Which is a real shame, since the tiny little crucifix they used for the dog was fucking hilarious.


Seltaeb:
"I forgot to give these pills to Mary, is that a problem?"

Occupant:
"This is my body."

"It looks like a pot pie."

"It's a metaphor."

"You said it was your body."

"Cut it out, Saint Costello!"

"I'm a baaaaad boy!"


CrabofDoom:
"Drink this broth; it is my sweat..."

*disciples lost their appetites somewhere back among the edible toenails*


Seltaeb:
The film shows it's age at the scene where Jesus organizes his pogs.

keogh:
"All right, here's the garden. Paul, you'll be on the west side, keeping watch from the palms. If you see the Romans coming for me, you make a nightingale song. John, cover the gate. Judas, you're with me."

CrabofDoom:
"Fuck this horse; it is my mother."

"... hey, you've been high this whole time, haven't you!?"

"Heh heh... duuuuude..."


JediClone:
Behind the scenes of Jesus' Pepsi commercial

GuloGulo:
I think we have a winner in our "ugliest jewfro" competition.

Occupant:
♪ Just take those old records off the shelf . . .

Seltaeb:
Wait 'til the Slinkys come down. Now that's an entrance!

Reynard:
I always get stuck behind this guy too.

Generik:
I'm all for diversity when casting movies, but I think making a hammerhead shark one of the apostles was a bit much.

CrabofDoom:
the Last Deflation of Christ

GuloGulo:
If I were Jesus, I'd be cutting a nasty fart right about now. That'd show those crucifying bastards.

Zoogicub:
"Oh what a feeling!"

Toyota!


Occupant:
"Forgive them, Father. They know not what they do!"

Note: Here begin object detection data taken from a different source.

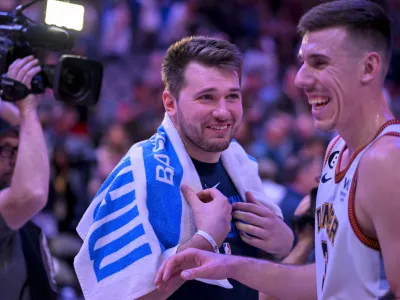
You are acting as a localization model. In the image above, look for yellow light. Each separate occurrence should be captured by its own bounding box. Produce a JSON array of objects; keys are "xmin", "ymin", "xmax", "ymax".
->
[{"xmin": 45, "ymin": 0, "xmax": 85, "ymax": 31}]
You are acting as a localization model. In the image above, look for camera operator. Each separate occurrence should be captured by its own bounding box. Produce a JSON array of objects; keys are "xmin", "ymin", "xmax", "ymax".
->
[{"xmin": 0, "ymin": 56, "xmax": 55, "ymax": 300}]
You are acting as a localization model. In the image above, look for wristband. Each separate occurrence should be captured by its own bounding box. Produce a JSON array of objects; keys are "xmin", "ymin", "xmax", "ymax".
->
[{"xmin": 195, "ymin": 230, "xmax": 219, "ymax": 253}]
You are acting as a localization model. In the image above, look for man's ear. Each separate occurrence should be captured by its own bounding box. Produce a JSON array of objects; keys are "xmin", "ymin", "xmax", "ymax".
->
[
  {"xmin": 162, "ymin": 91, "xmax": 177, "ymax": 117},
  {"xmin": 361, "ymin": 52, "xmax": 382, "ymax": 84}
]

"Hey! I'm a professional!"

"Well, most of them, Dad!"


Jazzsoda:
"Heh, remember when Dave was hammering the nail in, & he hit his thumb & was like JESUS CHRIST & this guy was like WHAT? & Dave was like HUH? That was funny."

"Could you guys take a hike? Not like I'm going anywhere."


Zoogicub:
FAME! I'm gonna live forever....

HanoverF:
"DAD! These big jerks beat me up, and they tied me up here and put a birds nest on my head and I'm sick of this place, I just wanna come home."

HanoverF:
"Jesus Christ! Put some clothes on!"

Seltaeb:
*points*

"Ha ha!"


HanoverF:
"After seeing a grizzly vision of my imminent death I've come to the only logical conclusion possible. I'm going to reduce every piece of wood within 100 miles to fucking splinters. Hold my mail."

Jazzsoda:
"Hey, Jesus! Hold up, I wanna axe you a question!"

Jazzsoda:
"Aaaaaah!"

*thunk thunk thunk*

Jesus Christ, Grammar Nazi will return after these messages.